Lepasnya Timor Timur dari pangkuan ibu Pertiwi itu meninggalkan luka yang dalam, bahkan sampai sekarang. Agus Malo bercerita, sewaktu masih di Timtim, ia memiliki rumah, istri, juga kebun. Setelah referendum, ia kehilangan segalanya. Yang paling disesali, ia kehilangan istrinya.
"Setelah referendum, banyak orang melarikan diri ke mana saja. Kapal laut datang, mengangkut orang-orang, membuang mereka di mana saja tanpa orang-orang itu tahu di mana mereka dibuang. Begitu juga dengan mereka yang melarikan diri melalui jalan darat. Bus-bus datang, angkut mereka, dan mereka tidak tahu ke mana mereka akan diturunkan. Istri saya juga hilang waktu itu," katanya mengenang kejadian itu.

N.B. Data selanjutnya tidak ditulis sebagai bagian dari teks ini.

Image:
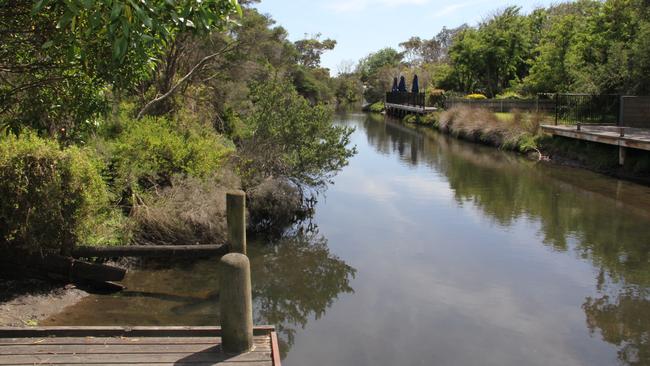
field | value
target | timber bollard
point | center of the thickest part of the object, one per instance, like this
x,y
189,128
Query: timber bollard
x,y
236,303
236,220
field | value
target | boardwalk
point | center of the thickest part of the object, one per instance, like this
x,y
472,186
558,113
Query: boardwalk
x,y
395,109
636,138
153,346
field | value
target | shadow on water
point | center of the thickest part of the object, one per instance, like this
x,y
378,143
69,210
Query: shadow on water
x,y
294,280
600,220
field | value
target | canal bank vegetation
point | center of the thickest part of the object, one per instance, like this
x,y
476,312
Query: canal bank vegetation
x,y
521,132
127,123
587,46
515,131
590,47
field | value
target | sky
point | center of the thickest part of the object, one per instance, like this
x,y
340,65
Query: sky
x,y
364,26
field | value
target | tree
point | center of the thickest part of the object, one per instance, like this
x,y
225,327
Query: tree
x,y
311,49
291,139
59,57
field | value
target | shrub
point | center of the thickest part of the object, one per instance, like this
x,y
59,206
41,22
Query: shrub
x,y
274,206
518,132
50,198
436,97
191,211
150,152
411,118
377,107
475,96
510,95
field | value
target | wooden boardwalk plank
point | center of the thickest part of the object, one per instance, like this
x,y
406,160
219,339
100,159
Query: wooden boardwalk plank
x,y
131,346
119,340
133,357
636,138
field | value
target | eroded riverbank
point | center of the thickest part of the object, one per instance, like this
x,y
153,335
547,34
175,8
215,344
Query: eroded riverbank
x,y
431,250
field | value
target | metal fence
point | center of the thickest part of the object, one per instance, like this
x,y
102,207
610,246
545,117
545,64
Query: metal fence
x,y
505,105
406,98
587,109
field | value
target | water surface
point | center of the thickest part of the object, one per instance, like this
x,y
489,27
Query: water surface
x,y
433,251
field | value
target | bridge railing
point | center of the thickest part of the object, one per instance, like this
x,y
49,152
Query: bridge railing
x,y
406,98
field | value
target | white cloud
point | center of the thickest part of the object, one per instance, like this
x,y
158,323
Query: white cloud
x,y
348,6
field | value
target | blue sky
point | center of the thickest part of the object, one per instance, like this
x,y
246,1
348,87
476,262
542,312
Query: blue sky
x,y
364,26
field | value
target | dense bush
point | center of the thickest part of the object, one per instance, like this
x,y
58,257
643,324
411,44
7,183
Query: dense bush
x,y
518,132
150,152
50,198
191,211
510,95
377,107
475,96
274,206
435,97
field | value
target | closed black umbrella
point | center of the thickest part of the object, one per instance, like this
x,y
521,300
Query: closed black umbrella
x,y
402,84
416,85
394,89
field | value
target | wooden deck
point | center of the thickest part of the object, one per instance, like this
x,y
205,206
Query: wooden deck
x,y
153,346
636,138
410,108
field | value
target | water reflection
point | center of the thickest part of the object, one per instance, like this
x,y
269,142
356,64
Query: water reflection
x,y
294,280
601,222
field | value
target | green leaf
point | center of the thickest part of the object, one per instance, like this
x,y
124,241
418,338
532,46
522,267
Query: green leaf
x,y
38,6
119,48
88,3
65,20
116,11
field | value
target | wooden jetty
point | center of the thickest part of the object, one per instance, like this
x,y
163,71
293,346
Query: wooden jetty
x,y
623,137
400,104
236,343
156,346
395,109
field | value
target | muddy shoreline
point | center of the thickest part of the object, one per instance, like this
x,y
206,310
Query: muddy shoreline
x,y
27,302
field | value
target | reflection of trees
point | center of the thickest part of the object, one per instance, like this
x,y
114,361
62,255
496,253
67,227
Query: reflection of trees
x,y
294,280
623,320
573,209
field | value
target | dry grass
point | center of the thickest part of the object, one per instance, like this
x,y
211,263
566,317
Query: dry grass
x,y
515,131
192,211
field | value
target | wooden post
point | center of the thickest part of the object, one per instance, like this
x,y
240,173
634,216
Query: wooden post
x,y
621,155
236,220
236,303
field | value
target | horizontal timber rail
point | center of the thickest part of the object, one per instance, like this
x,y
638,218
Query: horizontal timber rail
x,y
150,251
132,346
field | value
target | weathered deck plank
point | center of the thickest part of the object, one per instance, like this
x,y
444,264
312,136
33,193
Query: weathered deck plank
x,y
132,346
636,138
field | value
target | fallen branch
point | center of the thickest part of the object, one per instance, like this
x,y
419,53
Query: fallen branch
x,y
185,78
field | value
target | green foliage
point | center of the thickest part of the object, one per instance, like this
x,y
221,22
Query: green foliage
x,y
349,89
61,59
292,139
475,96
311,49
377,107
313,84
51,198
377,72
510,95
435,97
150,152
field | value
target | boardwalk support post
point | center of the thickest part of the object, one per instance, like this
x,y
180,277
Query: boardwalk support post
x,y
621,155
236,303
236,220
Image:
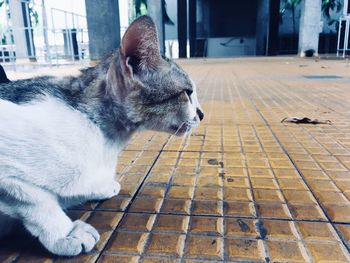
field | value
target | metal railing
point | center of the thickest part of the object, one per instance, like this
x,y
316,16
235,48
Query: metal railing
x,y
61,40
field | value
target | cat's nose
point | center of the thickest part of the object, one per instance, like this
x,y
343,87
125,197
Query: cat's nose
x,y
200,114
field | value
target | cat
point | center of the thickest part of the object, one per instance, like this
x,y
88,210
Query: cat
x,y
60,137
3,77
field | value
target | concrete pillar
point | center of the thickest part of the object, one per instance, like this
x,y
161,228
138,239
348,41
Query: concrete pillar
x,y
19,34
103,27
192,26
182,27
262,27
309,30
155,10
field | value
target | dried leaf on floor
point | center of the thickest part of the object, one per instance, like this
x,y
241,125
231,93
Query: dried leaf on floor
x,y
305,120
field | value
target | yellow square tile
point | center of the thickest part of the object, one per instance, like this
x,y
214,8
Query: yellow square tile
x,y
212,181
207,208
268,195
322,185
207,247
333,166
235,172
238,163
209,171
292,184
314,174
172,246
239,182
184,180
244,249
279,229
157,259
311,165
129,242
327,252
146,205
281,164
237,194
338,213
119,259
299,197
240,227
171,223
179,206
186,170
105,220
272,210
337,198
239,209
206,193
258,163
152,191
344,232
306,212
158,179
260,173
183,192
264,183
316,231
206,225
282,251
141,222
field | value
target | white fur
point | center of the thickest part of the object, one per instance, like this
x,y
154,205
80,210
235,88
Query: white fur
x,y
52,156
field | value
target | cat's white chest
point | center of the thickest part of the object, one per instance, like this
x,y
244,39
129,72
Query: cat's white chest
x,y
54,146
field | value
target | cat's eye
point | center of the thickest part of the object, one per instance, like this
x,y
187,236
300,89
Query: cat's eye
x,y
189,92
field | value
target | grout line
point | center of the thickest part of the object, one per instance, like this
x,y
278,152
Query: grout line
x,y
125,212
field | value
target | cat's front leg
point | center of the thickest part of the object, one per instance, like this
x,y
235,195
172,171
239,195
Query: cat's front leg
x,y
43,217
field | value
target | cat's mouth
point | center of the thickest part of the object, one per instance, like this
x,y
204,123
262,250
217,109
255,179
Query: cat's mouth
x,y
181,129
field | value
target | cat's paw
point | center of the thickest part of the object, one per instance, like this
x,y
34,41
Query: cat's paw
x,y
82,238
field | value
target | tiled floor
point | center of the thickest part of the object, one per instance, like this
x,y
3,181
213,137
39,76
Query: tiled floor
x,y
243,186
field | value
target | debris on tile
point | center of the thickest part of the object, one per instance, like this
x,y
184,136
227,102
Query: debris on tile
x,y
305,120
213,162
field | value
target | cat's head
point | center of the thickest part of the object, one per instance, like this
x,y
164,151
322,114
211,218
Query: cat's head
x,y
156,93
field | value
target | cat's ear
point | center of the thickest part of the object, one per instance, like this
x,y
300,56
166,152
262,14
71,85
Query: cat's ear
x,y
139,48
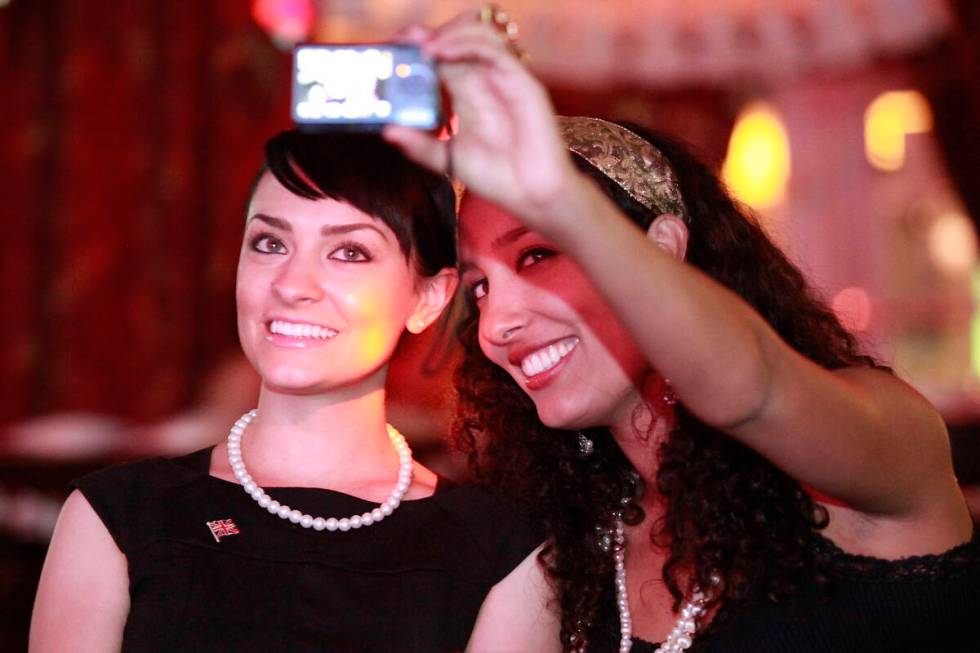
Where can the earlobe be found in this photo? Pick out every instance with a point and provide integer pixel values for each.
(670, 234)
(435, 294)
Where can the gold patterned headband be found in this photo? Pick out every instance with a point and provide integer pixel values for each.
(634, 164)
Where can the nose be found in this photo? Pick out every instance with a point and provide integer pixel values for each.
(298, 281)
(503, 316)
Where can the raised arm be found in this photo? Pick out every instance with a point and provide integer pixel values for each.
(83, 597)
(859, 435)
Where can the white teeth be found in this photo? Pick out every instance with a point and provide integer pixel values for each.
(547, 357)
(300, 330)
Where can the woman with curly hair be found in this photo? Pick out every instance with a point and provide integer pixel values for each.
(716, 464)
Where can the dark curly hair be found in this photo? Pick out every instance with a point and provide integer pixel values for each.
(729, 512)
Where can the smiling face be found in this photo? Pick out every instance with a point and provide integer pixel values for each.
(324, 292)
(543, 321)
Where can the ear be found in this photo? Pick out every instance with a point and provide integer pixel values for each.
(670, 234)
(435, 293)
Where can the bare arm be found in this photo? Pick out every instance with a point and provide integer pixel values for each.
(860, 435)
(516, 616)
(83, 596)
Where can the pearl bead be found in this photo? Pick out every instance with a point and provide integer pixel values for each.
(237, 464)
(681, 636)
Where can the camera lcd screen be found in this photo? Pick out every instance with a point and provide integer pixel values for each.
(364, 85)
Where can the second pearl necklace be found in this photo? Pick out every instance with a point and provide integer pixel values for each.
(405, 470)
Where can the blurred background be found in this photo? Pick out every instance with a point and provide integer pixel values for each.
(130, 132)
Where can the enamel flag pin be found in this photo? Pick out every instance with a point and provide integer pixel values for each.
(222, 528)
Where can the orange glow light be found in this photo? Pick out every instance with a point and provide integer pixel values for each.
(757, 167)
(853, 308)
(888, 119)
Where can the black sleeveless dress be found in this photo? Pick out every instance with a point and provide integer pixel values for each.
(866, 605)
(209, 570)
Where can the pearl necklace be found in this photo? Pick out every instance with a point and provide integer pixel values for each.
(405, 469)
(682, 635)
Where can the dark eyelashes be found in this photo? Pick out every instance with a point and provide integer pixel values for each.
(256, 240)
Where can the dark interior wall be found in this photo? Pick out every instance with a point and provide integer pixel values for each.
(130, 134)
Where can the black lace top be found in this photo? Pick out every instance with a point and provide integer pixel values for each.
(868, 605)
(413, 582)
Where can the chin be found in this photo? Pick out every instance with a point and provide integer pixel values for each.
(565, 417)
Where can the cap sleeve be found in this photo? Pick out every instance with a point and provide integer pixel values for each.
(127, 496)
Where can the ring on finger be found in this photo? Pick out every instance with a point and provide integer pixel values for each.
(499, 19)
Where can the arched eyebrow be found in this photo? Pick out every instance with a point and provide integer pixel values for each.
(326, 230)
(508, 238)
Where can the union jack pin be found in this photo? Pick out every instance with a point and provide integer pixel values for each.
(222, 528)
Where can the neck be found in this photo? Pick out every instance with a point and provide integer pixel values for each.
(304, 439)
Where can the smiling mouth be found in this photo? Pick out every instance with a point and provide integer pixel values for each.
(299, 330)
(547, 357)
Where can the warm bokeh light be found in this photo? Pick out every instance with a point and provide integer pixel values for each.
(888, 119)
(975, 323)
(757, 166)
(953, 243)
(853, 308)
(286, 21)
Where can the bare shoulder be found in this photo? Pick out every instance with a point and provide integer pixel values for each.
(518, 613)
(424, 482)
(938, 519)
(83, 595)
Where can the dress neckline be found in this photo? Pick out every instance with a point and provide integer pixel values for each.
(200, 462)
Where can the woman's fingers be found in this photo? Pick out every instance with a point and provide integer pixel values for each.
(412, 34)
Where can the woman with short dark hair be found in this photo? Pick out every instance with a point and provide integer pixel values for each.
(310, 528)
(716, 464)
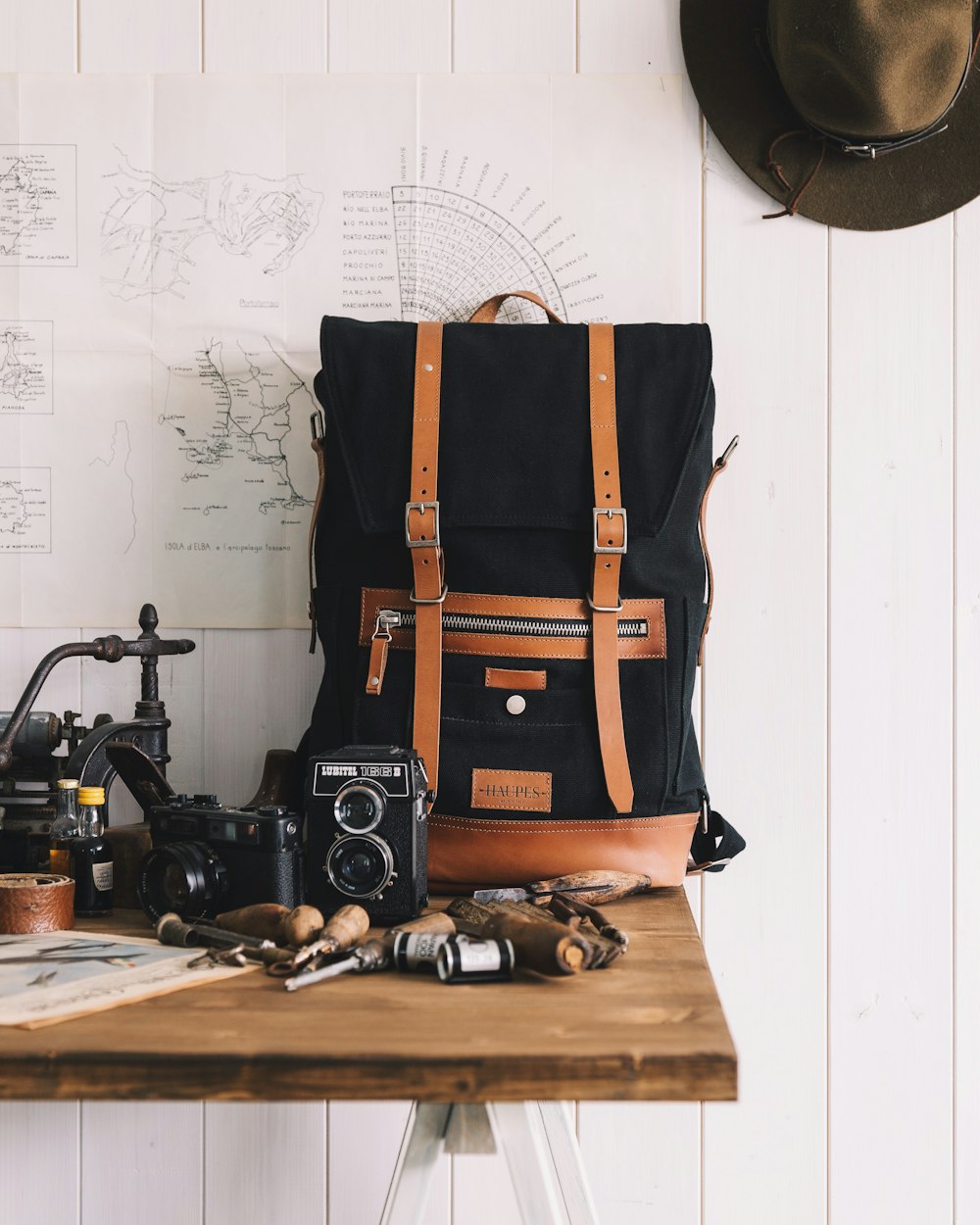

Ia sampai sekarang terus mengenang istrinya. "Tapi mau bagaimana lagi? Semua orang kehilangan miliknya. Sewaktu terjadi tembak menembak, kami menyembunyikan diri di hutan. Dalam suasana begitu, apa kamu bisa berpikir fokus seperti ketika kamu berada dalam kamar rumahmu sendiri?" ungkapnya bertanya.
Ketika ratusan ribu orang berbondong-bondong meninggalkan tanah Timor Lorosae waktu itu, ia masih bertahan di sana. Ia kembali ke rumahnya, berkebun sebagaimana biasanya, dan hidup beberapa tahun lagi di sana.
Merah Putih
Tiga tahun lalu, menurut kisahnya, ia meninggalkan Timor Leste. Kehidupannya selama 45 tahun di tanah Timor Lorosae itu ia tinggalkan. Alasannya, ia ingin mencari kehidupan yang tenang, aman dan damai.
"Saya tidak merasa aman lagi di sana. Orang-orang saling memusuhi, saling berkelahi bahkan membunuh. Bukan karena sebuah persoalan yang besar. Orang bisa saja pergi ke rumahmu untuk berkelahi denganmu, hanya karena persoalan sepeleh. Hanya karena ketersinggungan sepele," ceritanya.
Karena alasan itu, ia pergi dari tanah yang telah ia tinggali selama 45 tahun itu, dan kembali ke tanah di mana ari-arinya ditanam, Kefa.
"Tiga tahun lalu saya ke Kefa. Saya berjumpa kembali dengan keluarga-keluarga di sana. Di Kefa, saya tinggal dua tahun," katanya.